Snap Says Facial Recognition Technology Abuse Suit Fails to Meet Jurisdictional Requirements

A motion filed by Snap Inc., operator of the popular application Snapchat, said that the federal court has no authority to decide the Illinois Biometric Information Privacy Act (BIPA) case before it due to lack of subject matter jurisdiction. May’s class action was filed by Illinois residents who use Snapchat and who opted out of its arbitration provision. 

They argued that the company illegally records their facial geometry without consent or the requisite disclosures. The suit focused on the app’s “Lenses” and “Filter” features, which allow users to edit the photos and videos they share to include real-time special effects and sounds, including modifying their facial features.

Their complaint leveled multiple BIPA causes of action at the company and asked for statutory damages and injunctive relief.

In last week’s motion, Snap asked the Chicago, Ill. federal court to toss the case for failure to allege subject matter jurisdiction. The filing says that the plaintiffs use the Class Action Fairness Act (CAFA) as an exclusive basis for jurisdiction but do not, and cannot, allege that the putative class of Snap users who also opted out of its arbitration agreement consists of at least 100 members, CAFA’s minimum requirement for jurisdiction.

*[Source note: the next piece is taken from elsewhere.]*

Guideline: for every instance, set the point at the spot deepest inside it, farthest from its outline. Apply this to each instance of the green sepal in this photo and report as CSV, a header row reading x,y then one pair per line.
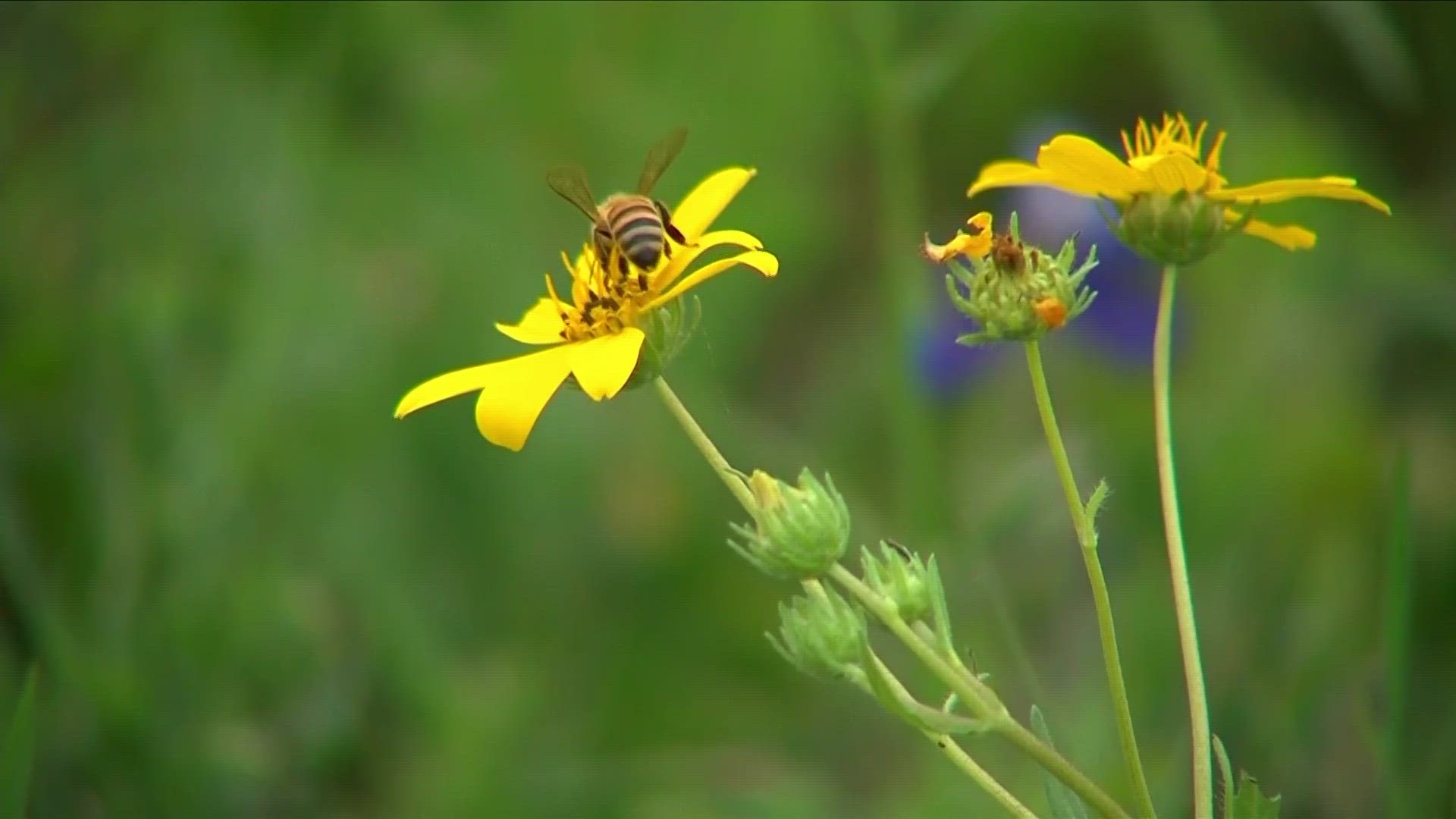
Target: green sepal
x,y
940,611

The plaintiffs’ tally of putative class members is 51, barely more than half of the CAFA requirement, Snap points out. Relatedly, the plaintiffs do not attempt to circumvent the arbitration provision by arguing for its unenforceability, which the defendant says, “makes sense, because Snap’s arbitration agreement has been enforced by numerous courts in BIPA cases.”

Additionally, Snap counters the plaintiffs’ allegations that its Lenses and Filter features use facial recognition technology. Instead, the defendant says that Lenses uses object recognition technology which “allows the camera to recognize that a nose (or an eye or a mouth) appears in the frame, but Lenses does not identify any particular nose or eye or mouth—let alone a whole face— as belonging to any specific person,” the motion clarifies.

Snap seeks to present the motion to Judge Robert M. Dow Jr. on July 12.

The plaintiffs are represented by Sulaiman Law Group Ltd. and Snap by Morgan, Lewis & Bockius LLP.